Scott has been dairy farming since he left school, just over 20 years ago. He and Becks have been married for 16 years. The start of their relationship was dramatic, with 21-year-old Becks diagnosed with cancer just after they met. It has permanently affected her voice, but after being at home with their young family – Hunter (12), Summer (10) and Piper (8) – she has become an educational support worker at Galatea School (where Scott is also on the board of trustees).
They say the cancer is part of their story and helps to define the people they are today; recognising family and experiences are more important than money.
“When we get a break, we make sure we get away from the farm and visit family and friends,” Scott says.
“And do Ironman,” Becks adds.
“I’m semi-retired now, but it has been a big thing for a few years,” Scott says.
Prior to moving to Galatea in 2017, they’d spent nine years in Taupo, with Scott employed as operations manager on a Māori trust farm.
“Before that, we’d spent three years variable order sharemilking a smaller farm in the Coromandel,” Scott explains. “We always wanted to own our own cows and went it happened it just fell into place really.”

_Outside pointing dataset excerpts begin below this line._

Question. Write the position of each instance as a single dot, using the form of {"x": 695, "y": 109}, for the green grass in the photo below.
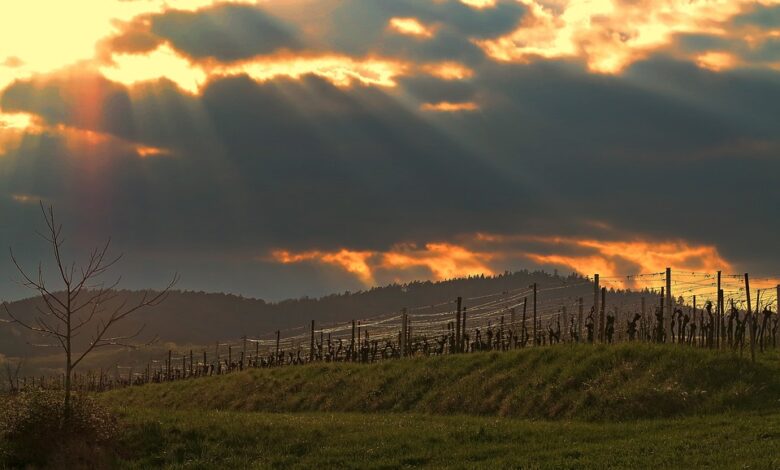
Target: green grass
{"x": 624, "y": 406}
{"x": 212, "y": 439}
{"x": 621, "y": 382}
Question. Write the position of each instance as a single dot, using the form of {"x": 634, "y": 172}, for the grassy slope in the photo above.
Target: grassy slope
{"x": 202, "y": 439}
{"x": 582, "y": 382}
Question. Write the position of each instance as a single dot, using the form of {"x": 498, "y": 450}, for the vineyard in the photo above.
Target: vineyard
{"x": 702, "y": 310}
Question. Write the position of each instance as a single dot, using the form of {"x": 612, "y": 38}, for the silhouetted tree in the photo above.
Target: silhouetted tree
{"x": 81, "y": 301}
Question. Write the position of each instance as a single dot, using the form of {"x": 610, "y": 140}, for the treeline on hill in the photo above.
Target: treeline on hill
{"x": 202, "y": 318}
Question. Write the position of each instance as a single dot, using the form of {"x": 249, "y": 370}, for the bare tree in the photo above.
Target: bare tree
{"x": 83, "y": 302}
{"x": 12, "y": 375}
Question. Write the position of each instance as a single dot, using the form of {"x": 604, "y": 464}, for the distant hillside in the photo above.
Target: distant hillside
{"x": 201, "y": 318}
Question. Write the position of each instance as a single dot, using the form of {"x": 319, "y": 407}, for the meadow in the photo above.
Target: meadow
{"x": 567, "y": 406}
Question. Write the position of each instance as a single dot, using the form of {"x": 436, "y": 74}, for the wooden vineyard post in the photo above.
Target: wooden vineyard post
{"x": 216, "y": 359}
{"x": 402, "y": 335}
{"x": 523, "y": 329}
{"x": 276, "y": 358}
{"x": 751, "y": 319}
{"x": 512, "y": 328}
{"x": 463, "y": 346}
{"x": 602, "y": 313}
{"x": 669, "y": 309}
{"x": 352, "y": 343}
{"x": 243, "y": 352}
{"x": 719, "y": 310}
{"x": 565, "y": 323}
{"x": 311, "y": 344}
{"x": 534, "y": 330}
{"x": 596, "y": 308}
{"x": 458, "y": 324}
{"x": 700, "y": 329}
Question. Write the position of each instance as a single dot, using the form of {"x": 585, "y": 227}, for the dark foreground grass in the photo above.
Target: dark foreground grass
{"x": 211, "y": 439}
{"x": 623, "y": 382}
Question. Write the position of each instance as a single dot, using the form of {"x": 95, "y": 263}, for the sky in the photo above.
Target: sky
{"x": 282, "y": 148}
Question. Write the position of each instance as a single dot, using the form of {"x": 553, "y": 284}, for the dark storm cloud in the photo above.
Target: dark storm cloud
{"x": 767, "y": 16}
{"x": 664, "y": 150}
{"x": 456, "y": 24}
{"x": 294, "y": 163}
{"x": 224, "y": 32}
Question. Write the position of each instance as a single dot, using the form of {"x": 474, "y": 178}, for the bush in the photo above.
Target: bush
{"x": 33, "y": 431}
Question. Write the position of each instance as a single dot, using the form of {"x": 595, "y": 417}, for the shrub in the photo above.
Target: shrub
{"x": 32, "y": 426}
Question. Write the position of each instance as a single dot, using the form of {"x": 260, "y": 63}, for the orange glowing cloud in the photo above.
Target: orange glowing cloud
{"x": 442, "y": 260}
{"x": 480, "y": 254}
{"x": 13, "y": 127}
{"x": 609, "y": 35}
{"x": 479, "y": 4}
{"x": 717, "y": 61}
{"x": 355, "y": 262}
{"x": 43, "y": 35}
{"x": 341, "y": 70}
{"x": 448, "y": 71}
{"x": 410, "y": 27}
{"x": 609, "y": 258}
{"x": 448, "y": 107}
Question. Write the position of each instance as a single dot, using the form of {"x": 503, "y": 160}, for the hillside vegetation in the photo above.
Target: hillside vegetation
{"x": 199, "y": 318}
{"x": 583, "y": 382}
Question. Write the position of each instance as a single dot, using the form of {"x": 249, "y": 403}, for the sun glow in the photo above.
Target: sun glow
{"x": 609, "y": 35}
{"x": 448, "y": 107}
{"x": 410, "y": 27}
{"x": 479, "y": 4}
{"x": 448, "y": 71}
{"x": 482, "y": 253}
{"x": 341, "y": 70}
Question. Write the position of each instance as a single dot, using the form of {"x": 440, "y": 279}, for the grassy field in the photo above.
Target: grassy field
{"x": 583, "y": 382}
{"x": 640, "y": 406}
{"x": 213, "y": 439}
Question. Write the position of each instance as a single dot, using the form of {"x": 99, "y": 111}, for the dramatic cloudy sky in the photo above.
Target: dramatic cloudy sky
{"x": 288, "y": 147}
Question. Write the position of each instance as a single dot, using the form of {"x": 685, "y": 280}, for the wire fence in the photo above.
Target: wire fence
{"x": 691, "y": 308}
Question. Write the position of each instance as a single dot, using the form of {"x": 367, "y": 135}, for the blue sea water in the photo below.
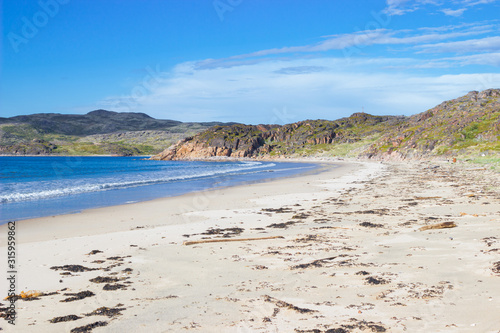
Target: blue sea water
{"x": 43, "y": 186}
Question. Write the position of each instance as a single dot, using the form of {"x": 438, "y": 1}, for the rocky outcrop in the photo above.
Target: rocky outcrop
{"x": 269, "y": 140}
{"x": 469, "y": 124}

They won the 2011 regional Dairy Industry Awards Manager of the Year title when they were in Taupo. Part of that process was talking about their plans for the future, and as a result, they bought a rental property in Tauranga that was on-sold to help them into sharemilking six years later.
The move from managing to sharemilking was a big step, so the O’Briens went into a business partnership with another couple – essentially 50/50 in their 50/50 sharemilking arrangement. The same couple was also part of the second sharemilking arrangement, but the O’Briens have just bought them out and now own the herds outright, about 18 months earlier than planned.
They bought the Friesian herd from the owner and have since been crossbreeding with a goal of building a large-framed crossbred herd (F12).
“We see them as a more efficient animal going forward, especially looking at stocking rates for environmental reasons. We’re not going too far down that track though as we don’t want to lose the frame size. We want large animals, but they have to be efficient.”
The first farm is producing 295,000 kgMS off 260ha, and the smaller farm is producing 120,000 kgMS off 100ha.